Bireysel tedarikçilere göre, istikrarlı büyüme beklentisi de önümüzdeki yıllarda teyit ediliyor. Özellikle yaratıcı bir uzman, büyük bir pazarda ikame saldırısının bir göstergesini sunuyor: “kuru döşeme” olarak adlandırılan bir tıklama profiline sahip su geçirmez bir taşıyıcı malzemedeki seramikler. Dijital baskının sonsuz olanaklarıyla birleştiğinde, bu şirketin hangi potansiyeli hedeflediğini tahmin edebiliriz. Uygulama alanlarından bahsetmek gerekirse: MMF zeminleri, özellikle perakende sektöründe, özellikle dayanıklılık, bireysellik ve bakım kolaylığı nedeniyle profesyonel sözleşme işinde sağlam bir pozisyon oluşturmuştur. Sert yüzey malzemelerinden yapılmış zemin kaplamaları, klasik seramik karolara alternatif olarak kendilerini kanıtlamıştır. Bu seramik benzeri ürünler özellikle çekici özelliklere sahiptir.
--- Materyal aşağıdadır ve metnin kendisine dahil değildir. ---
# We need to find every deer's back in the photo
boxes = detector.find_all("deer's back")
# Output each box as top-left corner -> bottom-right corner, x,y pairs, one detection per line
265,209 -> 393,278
Bu tip zemin kaplamasının üretimi enerji tasarrufludur, çünkü polimer olmadan üretilebilir ve bileşenler düşük sıcaklıklarda birleştirilebilirken, seramikler 1000 derecenin üzerindeki sıcaklıklarda üretilmelidir. Bitmiş ürün çok dayanıklı ve sağlamdır, bu da malzemeyi zeminlerde ve duvarlarda kullanım için ideal hale getirir.
Sonuç olarak MMFA Yönetim Kurulu üyelerinden birinin açıklaması konuyu özetliyor: “LVT ürünleri ve özellikle önümüzdeki yıllarda tıklama bağlantılarına sahip MMF zeminler için pazarda daha da önemli bir büyüme bekliyoruz”.